PD, Bersani e Bindi si dimettono: “Uno su quattro ha tradito”. Partito nel caos
Non ci siamo mai occupati di politica sul nostro blog, non perché non fossimo informati o non ci interessasse ciò che stava accadendo nel nostro Paese; non l'abbiamo fatto prima per non essere un blog come tutti gli altri, per offrire a chi ci segue qualcosa di diverso che non creasse tensioni ed ansie inutili dal momento che tutti i media nazionali ne parlano fino allo sfinimento.Ma dopo gli avvenimenti di ieri, 19 aprile 2013, ci sentiamo in dovere di informarvi di quanto sta accadendo nella nostra capitale. Non daremo la nostra opinione a riguardo, tutti hanno la propria e va rispettata, noi ci limiteremo a riportare i fatti così come lo stanno facendo tutti i giornalisti italiani. Resta a voi dare un giudizio personale su quanto sta succedendo....noi incrociamo le dita nella speranza che i capoccioni che dovrebbero governarci si diano una mossa, il Paese ha bisogno di un'azione decisa e veloce!
di M.V.
Pier Luigi Bersani ha annunciato le sue dimissioni “un secondo dopo” l’elezione del nuovo Presidente della Repubblica, mentre Rosy Bindi ha deciso di dare dimissioni immediate da presidente dell’assemblea del Partito Democratico. Il Pd, dopo una delle giornate più difficili dalla sua nascita si trova senza un presidente e con un segretario dimissionario. La scelta arriva dopo la mancata elezione di Romano Prodi al Colle: il secondo candidato presentato dai democratici non solo non ha raggiunto il quorum, ma ha chiuso la quarta elezione con 100 voti in meno di quanto calcolato dopo la sua scelta all’unanimità. “Uno su quattro ha tradito, è inaccettabile”, le parole, dure, di Bersani. In mezzo al caos, il Pd sceglie scheda bianca per la quinta votazione di sabato mattina per il Quirinale: tutto rimandato, in attesa di capire quale sarà il futuro del centrosinistra.

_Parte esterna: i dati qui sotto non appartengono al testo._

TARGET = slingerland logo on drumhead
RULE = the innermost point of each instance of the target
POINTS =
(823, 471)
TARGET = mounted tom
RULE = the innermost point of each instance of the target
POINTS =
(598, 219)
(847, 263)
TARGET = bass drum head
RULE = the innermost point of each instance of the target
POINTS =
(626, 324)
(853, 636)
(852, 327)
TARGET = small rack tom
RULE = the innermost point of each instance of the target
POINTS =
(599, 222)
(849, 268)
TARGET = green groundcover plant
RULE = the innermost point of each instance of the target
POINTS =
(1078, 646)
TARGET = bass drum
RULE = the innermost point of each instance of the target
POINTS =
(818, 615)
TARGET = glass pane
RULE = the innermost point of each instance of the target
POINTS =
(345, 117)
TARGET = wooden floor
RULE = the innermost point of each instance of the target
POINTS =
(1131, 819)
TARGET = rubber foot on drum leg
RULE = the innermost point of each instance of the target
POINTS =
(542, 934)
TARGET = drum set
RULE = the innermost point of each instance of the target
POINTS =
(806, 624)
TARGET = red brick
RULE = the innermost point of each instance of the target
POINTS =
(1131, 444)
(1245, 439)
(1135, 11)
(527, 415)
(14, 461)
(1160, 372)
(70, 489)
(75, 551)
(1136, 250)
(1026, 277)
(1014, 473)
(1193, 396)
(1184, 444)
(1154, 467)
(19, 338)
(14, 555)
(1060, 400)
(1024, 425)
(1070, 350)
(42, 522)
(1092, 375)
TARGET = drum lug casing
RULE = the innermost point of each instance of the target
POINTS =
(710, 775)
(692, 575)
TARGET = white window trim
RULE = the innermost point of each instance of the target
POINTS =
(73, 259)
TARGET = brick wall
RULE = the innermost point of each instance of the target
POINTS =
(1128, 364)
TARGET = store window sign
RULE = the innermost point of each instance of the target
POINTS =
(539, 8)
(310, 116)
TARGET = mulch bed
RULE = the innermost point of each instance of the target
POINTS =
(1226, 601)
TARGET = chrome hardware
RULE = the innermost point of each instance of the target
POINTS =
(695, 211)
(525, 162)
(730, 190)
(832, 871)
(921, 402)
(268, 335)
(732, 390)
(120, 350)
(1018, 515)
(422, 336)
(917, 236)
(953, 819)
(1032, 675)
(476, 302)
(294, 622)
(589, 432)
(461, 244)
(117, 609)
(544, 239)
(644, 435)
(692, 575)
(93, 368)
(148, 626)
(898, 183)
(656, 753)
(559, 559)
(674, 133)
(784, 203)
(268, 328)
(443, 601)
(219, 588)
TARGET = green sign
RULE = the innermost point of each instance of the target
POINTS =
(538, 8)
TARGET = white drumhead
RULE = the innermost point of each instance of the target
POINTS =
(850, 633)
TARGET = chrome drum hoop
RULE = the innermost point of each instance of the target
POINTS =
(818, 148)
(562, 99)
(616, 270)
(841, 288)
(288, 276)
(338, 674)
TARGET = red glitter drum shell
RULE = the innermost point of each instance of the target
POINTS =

La decisione arriva dopo una giornata choc per il PD: la candidatura di Prodi sembrava aver riunificato il centrosinistra dopo il flop di Franco Marini. Le contestazioni interne e della base avevano portato, nel giro di 24 ore, a una virata nella strategia: da un nome condiviso con il Pdl a un candidato del partito, uno dei suoi fondatori. Il nemico storico di Silvio Berlusconi ha scatenato la reazione veemente del centrodestra che è sceso in piazza davanti a Montecitorio urlando il suo dissenso, mentre in aula la senatrice Mussolini indossava una maglia con la scritta “Il diavolo veste Prodi”.
Il centrosinistra però sembrava pronto allo scontro con gli avversari politici: la scelta di Prodi era stata approvata la sera prima all’unanimità dall’assemblea di grandi elettori. Stefano Rodotà, il candidato del M5S, aveva preso nella prima votazione anche i voti di Sel, oltre a quelli dei cosiddetti “franchi tiratori” del Pd.
Sul professore tutti erano d’accordo, tutti uniti, fino al voto: non solo non si supera il quorum di 504 voti, ma ci si ferma sotto la “soglia psicologica” dei 450 voti, con soli 395 voti. Il partito è letteralmente sotto choc: la riunione con i grandi elettori del Pd viene convocata d’urgenza, la Bindi si dimette da Presidente dell’assemble e Bersani annuncia il suo addio. Il Partito Democratico è arrivato alla fine?